Stephen A. Zahorian
Dept. of Elec. and Comput. Eng., Old Dominion Univ., Norfolk, VA 23529
Vowel tokens were synthesized from sinusoids using two methods. For the first method (formant sinusoids), three variable frequency sinusoids were used, with frequencies adjusted to match the first three formants extracted from naturally spoken vowels. The amplitudes were filtered at -12 dB/oct, to approximate the roll-off of the glottal source. For the second method (spectral shape sinusoids), 16 fixed-frequency sinusoids, approximately equally spaced on a bark scale, were used. For this method, the amplitudes of the sinusoids were adjusted so that the overall spectral shape of the naturally spoken token was preserved. A forced-choice identification experiment was conducted using the five vowels /a,i,u,(ae ligature),(eh)/. As a control, tokens were also generated using one period of the original speech, periodically extended to match the length (1 s) of the synthesized tokens.

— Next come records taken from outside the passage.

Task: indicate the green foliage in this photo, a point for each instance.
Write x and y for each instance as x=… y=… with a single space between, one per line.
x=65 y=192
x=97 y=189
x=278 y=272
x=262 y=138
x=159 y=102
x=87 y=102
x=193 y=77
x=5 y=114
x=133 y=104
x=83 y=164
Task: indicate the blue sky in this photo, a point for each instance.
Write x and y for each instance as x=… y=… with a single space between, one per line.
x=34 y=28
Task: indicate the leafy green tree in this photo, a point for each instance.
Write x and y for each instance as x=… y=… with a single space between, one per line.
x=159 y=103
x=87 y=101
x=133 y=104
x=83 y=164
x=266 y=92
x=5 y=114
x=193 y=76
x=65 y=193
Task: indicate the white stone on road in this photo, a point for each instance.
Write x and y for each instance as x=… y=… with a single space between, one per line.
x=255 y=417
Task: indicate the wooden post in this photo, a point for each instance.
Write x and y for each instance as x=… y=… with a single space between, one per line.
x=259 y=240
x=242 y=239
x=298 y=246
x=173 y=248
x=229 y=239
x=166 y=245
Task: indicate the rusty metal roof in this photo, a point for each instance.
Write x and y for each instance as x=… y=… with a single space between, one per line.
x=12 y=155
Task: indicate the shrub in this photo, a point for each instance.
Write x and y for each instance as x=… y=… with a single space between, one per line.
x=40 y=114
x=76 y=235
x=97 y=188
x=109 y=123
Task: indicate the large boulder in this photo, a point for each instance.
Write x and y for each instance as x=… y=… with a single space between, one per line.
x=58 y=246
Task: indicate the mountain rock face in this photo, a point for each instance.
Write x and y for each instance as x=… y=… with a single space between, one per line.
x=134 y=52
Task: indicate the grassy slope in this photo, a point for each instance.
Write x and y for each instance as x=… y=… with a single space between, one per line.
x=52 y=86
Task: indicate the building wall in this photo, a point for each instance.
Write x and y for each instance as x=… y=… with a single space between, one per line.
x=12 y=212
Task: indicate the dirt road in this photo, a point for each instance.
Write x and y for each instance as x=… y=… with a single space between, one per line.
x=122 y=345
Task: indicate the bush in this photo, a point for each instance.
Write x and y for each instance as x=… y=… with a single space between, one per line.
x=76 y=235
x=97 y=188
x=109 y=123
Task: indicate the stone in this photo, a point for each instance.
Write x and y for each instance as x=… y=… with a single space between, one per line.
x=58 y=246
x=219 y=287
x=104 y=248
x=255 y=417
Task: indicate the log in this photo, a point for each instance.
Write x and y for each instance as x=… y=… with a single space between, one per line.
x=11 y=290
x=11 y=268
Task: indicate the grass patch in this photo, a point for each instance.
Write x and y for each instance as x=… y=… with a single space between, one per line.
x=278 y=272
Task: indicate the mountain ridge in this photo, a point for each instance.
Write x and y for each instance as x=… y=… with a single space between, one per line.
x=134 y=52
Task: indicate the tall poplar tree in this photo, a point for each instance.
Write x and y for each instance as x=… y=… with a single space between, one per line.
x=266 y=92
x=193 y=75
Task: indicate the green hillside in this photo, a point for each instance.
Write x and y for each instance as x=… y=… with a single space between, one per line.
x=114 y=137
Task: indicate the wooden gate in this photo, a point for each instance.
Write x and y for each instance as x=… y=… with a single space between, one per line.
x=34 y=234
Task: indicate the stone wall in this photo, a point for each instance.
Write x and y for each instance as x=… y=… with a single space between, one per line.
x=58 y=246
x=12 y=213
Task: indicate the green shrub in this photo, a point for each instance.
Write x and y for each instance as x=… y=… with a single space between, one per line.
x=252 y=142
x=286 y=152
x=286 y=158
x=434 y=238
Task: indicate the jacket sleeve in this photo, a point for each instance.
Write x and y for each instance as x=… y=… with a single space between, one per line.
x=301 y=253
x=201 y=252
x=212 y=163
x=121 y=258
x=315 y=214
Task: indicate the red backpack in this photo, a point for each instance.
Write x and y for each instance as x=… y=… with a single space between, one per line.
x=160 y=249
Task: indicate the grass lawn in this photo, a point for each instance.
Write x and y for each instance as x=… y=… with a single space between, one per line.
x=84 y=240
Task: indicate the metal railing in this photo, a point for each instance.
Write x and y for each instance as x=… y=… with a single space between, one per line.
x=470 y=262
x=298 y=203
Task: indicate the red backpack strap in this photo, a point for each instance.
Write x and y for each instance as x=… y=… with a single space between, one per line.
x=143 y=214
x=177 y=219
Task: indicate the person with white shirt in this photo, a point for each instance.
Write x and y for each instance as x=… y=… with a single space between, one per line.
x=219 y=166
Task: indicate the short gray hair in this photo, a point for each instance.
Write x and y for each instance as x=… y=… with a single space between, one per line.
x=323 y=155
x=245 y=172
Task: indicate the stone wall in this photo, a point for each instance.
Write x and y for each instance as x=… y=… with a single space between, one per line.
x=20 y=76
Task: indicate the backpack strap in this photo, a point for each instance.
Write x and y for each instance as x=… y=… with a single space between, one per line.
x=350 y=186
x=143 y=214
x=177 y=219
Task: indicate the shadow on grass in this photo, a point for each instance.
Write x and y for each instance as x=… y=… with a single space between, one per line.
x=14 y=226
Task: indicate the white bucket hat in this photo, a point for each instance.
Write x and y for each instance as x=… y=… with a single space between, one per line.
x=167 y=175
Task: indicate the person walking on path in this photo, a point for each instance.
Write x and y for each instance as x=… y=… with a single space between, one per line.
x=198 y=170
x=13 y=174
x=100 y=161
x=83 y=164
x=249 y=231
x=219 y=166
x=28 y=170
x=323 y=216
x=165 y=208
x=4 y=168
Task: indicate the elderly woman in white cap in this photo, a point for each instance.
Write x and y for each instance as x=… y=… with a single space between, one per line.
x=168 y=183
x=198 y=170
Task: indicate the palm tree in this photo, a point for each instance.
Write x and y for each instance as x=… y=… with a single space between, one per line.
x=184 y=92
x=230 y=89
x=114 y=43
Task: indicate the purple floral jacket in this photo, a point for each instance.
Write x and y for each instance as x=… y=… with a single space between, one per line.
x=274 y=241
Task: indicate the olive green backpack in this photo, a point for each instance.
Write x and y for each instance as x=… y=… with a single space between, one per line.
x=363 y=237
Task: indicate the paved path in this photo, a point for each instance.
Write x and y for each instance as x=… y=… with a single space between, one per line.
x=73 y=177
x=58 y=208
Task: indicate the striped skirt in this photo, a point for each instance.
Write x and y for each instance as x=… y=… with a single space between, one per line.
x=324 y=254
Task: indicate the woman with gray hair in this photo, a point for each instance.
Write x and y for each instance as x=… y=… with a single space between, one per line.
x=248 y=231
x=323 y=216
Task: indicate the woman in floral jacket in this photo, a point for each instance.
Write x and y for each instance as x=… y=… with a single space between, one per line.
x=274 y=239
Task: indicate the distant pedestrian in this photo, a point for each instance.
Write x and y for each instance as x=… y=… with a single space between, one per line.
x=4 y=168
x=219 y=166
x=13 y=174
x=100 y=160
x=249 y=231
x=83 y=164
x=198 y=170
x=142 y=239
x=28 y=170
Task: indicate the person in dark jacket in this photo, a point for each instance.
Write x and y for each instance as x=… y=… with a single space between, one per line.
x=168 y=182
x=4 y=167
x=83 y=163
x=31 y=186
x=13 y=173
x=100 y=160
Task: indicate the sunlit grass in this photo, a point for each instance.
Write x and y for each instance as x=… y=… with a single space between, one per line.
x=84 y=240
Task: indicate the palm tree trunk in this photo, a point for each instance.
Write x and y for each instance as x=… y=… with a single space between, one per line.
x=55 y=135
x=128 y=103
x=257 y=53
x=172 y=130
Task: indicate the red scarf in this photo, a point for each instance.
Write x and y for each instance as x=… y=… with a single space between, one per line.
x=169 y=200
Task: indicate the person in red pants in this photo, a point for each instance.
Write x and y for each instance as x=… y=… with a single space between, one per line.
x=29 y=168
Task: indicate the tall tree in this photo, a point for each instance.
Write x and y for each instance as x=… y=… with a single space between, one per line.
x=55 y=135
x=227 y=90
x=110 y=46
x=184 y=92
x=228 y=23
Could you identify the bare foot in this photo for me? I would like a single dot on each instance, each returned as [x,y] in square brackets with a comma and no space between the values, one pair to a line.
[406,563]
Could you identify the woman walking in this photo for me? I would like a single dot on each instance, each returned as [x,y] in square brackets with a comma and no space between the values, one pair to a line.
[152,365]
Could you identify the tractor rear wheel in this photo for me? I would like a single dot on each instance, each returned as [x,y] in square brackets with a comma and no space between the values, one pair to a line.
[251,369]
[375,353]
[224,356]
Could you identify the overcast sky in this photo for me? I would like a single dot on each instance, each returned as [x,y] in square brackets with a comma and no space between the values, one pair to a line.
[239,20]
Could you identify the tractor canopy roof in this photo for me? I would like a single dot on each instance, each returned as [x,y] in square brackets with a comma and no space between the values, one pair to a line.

The average percentages of tokens correctly identified were 87%, 37%, and 67% for the original, formant sinusoids, and spectral shape sinusoids, respectively. These results clearly show that vowel stimuli which preserve formant frequencies, but which distort spectral shape, are perceptually impoverished. In contrast, vowel stimuli which preserve spectral shape, but which only approximately preserve formants, are identified with greater accuracy. However, neither set of stimuli are identified as accurately as are the original tokens.